User user = UserCollection.Cache[ username ];
Considerations

When choosing the classes for TPrimaryKey, consider that the method GetHashCode() should return an integer value that is appropriate for storage in a collection. Additionally, you may want to use the IEquatable<T> interface to assist you with equality checks. You may not have a class for TValue that exposes the TPrimaryKey value. That is ok - it just limits some of your options for operations like the Remove method. Of course, Remove is a virtual method so you may provide your own implementation there.

Additional Information

I would be happy to write a shorter article that describes how to use the abstract SingleKeyLockbox class and build a DualKeyLockbox (I already have this built). Only a few overridden methods and a little more code gets you a two-way look up.
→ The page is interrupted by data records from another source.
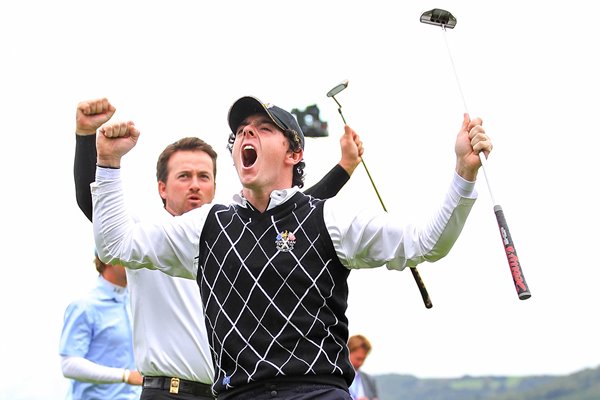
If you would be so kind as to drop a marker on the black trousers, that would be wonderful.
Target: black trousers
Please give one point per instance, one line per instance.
(290, 391)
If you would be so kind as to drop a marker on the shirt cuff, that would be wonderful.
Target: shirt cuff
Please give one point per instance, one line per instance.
(464, 187)
(107, 174)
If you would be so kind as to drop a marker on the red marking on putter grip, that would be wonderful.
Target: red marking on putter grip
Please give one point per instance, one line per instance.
(511, 256)
(515, 268)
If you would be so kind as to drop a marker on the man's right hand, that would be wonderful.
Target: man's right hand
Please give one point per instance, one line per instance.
(113, 141)
(91, 114)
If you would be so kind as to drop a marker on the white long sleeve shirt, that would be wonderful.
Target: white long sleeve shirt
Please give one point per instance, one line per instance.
(362, 239)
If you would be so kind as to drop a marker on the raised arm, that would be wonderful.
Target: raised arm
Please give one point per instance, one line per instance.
(90, 115)
(336, 178)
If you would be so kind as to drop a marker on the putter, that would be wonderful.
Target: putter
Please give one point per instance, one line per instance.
(416, 275)
(445, 19)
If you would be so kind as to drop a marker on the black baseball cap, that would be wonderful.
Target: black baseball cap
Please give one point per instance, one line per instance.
(248, 105)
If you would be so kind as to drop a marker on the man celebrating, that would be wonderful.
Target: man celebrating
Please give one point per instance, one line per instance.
(171, 345)
(275, 314)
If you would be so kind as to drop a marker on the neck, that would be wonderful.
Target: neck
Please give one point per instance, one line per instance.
(260, 197)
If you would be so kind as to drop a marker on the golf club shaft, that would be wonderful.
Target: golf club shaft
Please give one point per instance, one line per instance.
(509, 247)
(415, 272)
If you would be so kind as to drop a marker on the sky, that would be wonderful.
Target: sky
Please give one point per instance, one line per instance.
(528, 69)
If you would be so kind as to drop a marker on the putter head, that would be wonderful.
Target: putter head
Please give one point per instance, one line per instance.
(343, 85)
(439, 17)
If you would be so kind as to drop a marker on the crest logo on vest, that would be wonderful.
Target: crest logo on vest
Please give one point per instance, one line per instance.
(285, 241)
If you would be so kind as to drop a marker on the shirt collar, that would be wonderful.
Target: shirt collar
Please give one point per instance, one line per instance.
(111, 291)
(277, 197)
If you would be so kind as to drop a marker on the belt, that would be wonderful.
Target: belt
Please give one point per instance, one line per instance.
(176, 385)
(272, 383)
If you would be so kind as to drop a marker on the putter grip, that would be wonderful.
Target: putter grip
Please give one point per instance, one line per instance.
(511, 255)
(421, 287)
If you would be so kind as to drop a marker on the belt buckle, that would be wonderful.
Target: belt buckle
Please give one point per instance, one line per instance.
(174, 388)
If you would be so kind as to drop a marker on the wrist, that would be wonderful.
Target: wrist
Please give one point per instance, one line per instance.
(84, 132)
(108, 163)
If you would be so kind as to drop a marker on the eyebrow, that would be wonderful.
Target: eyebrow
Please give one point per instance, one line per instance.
(264, 120)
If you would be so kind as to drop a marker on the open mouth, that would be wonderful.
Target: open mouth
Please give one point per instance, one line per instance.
(248, 155)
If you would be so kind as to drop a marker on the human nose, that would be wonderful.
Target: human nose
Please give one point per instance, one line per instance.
(248, 130)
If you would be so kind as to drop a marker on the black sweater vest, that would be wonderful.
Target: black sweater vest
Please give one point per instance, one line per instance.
(274, 292)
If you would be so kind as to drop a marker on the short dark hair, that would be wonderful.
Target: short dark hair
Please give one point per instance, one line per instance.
(295, 145)
(184, 144)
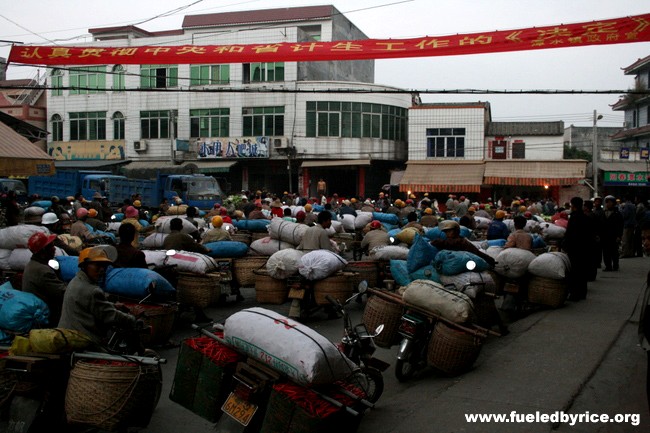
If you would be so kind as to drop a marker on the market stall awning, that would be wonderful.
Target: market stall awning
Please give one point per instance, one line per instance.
(334, 163)
(535, 173)
(443, 176)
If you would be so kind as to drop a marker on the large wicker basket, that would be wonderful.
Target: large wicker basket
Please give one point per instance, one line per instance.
(198, 290)
(451, 350)
(244, 267)
(365, 270)
(112, 397)
(339, 286)
(546, 291)
(380, 311)
(269, 290)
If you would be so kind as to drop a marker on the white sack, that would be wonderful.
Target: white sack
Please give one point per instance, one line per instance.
(18, 236)
(284, 264)
(319, 264)
(267, 246)
(287, 346)
(555, 265)
(513, 262)
(431, 296)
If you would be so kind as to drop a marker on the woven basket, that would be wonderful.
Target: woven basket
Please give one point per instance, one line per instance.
(365, 270)
(243, 269)
(112, 397)
(546, 291)
(339, 286)
(269, 290)
(161, 318)
(453, 351)
(198, 290)
(380, 311)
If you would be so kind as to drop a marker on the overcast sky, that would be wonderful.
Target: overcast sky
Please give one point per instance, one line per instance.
(586, 68)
Please leave some feedback if you like.

Downloads

Conclusion

Operations within collections can be a thread safety nightmare if all of your bases are not covered. Thread safety is a topic that all web developers should be concerned about - especially on the web. ASP.NET is an environment that is inherently multi-threaded, so as a developer we should consider the implications of that with all that we do. So, save as much CPU as possible with appropriate coding!